Mr. Fanwell greeted the newcomer cordially, bestowing on him a smile so ingratiating as to put Collins immediately at ease.

"You've probably read a bit about Collins in the papers lately," remarked Cooper.

"Not the Mr. Collins mentioned in connection with the Whitmore case?" asked the detective innocently.

"Yes, that's me!" mumbled Collins. Then, in a burst of drunken unconcern,—"And if you want to turn your back on me too, why, you and Tom may do so!"

"Not at all, not at all!" Fanwell hastened to assure him. "I'm glad to know you. Won't you join us in a drink?"

The invitation seemed to mollify Collins. He smiled foolishly and dropped into a chair. But the cold shrugs, the averted faces which he had met all afternoon still preyed on his mind, and, under the stimulus of a fresh drink, he opened the floodgates of his wrath.

"They're a lot of spineless jellyfish in this town," he drawled. "They all believe I killed Whitmore. Well, I'm not saying whether I did or not. But suppose I did kill him? Ain't a man got the right to defend his home? What's this country coming to when a viper can sneak into another man's house and steal his wife? The papers say that I went around threatening to kill him. Well, I did. And I meant it, too. Why, that yellow cur was sending letters to my wife urging her to leave me. What do you think of that?"

Fanwell and Cooper shook their heads gravely, as if in sympathy with him.

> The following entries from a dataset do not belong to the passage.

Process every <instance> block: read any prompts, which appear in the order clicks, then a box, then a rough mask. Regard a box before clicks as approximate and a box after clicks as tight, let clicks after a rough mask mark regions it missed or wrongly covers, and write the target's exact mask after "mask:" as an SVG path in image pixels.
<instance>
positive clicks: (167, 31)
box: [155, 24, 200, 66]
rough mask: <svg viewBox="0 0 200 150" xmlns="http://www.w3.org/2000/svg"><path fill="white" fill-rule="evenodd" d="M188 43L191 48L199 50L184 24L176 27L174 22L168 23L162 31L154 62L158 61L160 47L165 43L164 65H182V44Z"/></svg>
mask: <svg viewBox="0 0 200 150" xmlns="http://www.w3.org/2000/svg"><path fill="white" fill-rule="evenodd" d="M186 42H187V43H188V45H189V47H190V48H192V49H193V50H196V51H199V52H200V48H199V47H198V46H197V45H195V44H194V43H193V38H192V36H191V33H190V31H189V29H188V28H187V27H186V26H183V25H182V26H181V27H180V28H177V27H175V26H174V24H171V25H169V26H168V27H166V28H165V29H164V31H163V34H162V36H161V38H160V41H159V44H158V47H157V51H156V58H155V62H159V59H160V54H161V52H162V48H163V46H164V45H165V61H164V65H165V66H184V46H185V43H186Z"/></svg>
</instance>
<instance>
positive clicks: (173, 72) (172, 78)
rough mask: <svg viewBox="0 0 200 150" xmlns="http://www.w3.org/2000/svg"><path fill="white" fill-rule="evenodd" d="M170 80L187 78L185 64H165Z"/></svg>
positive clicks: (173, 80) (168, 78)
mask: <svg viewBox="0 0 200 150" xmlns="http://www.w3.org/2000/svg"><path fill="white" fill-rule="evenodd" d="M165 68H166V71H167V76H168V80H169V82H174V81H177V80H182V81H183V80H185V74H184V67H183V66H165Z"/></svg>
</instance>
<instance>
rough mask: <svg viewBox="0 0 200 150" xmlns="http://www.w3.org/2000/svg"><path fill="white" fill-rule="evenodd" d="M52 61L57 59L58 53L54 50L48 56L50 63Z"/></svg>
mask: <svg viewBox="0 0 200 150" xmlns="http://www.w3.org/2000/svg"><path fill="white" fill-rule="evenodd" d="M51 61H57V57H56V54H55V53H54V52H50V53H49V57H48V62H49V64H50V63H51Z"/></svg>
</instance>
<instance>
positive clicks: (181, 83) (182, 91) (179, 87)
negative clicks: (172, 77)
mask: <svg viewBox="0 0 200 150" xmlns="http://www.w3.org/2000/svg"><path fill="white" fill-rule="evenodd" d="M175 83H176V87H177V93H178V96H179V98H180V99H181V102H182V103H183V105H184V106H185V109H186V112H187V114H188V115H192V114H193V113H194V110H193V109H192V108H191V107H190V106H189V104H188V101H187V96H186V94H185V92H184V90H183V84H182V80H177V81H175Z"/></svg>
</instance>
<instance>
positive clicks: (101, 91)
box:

"He dishonored my home!" Collins exclaimed with added vehemence. "He stole my wife—he tried to steal her," he corrected with a sly grin. "And that thieving brother of hers was in sympathy with him! Ever heard of anything like that before? A brother approving the liaison between 'em? And now Ward's bank has busted and I'm ruined! Fine state of affairs—what?"

Collins looked musingly out of the window. He was in a talkative mood, yet Fanwell dared not prompt him into further revelations. To manage a drunken man, or one half-drunk, requires exceptional tact. Once his suspicions are aroused, it is impossible to allay them.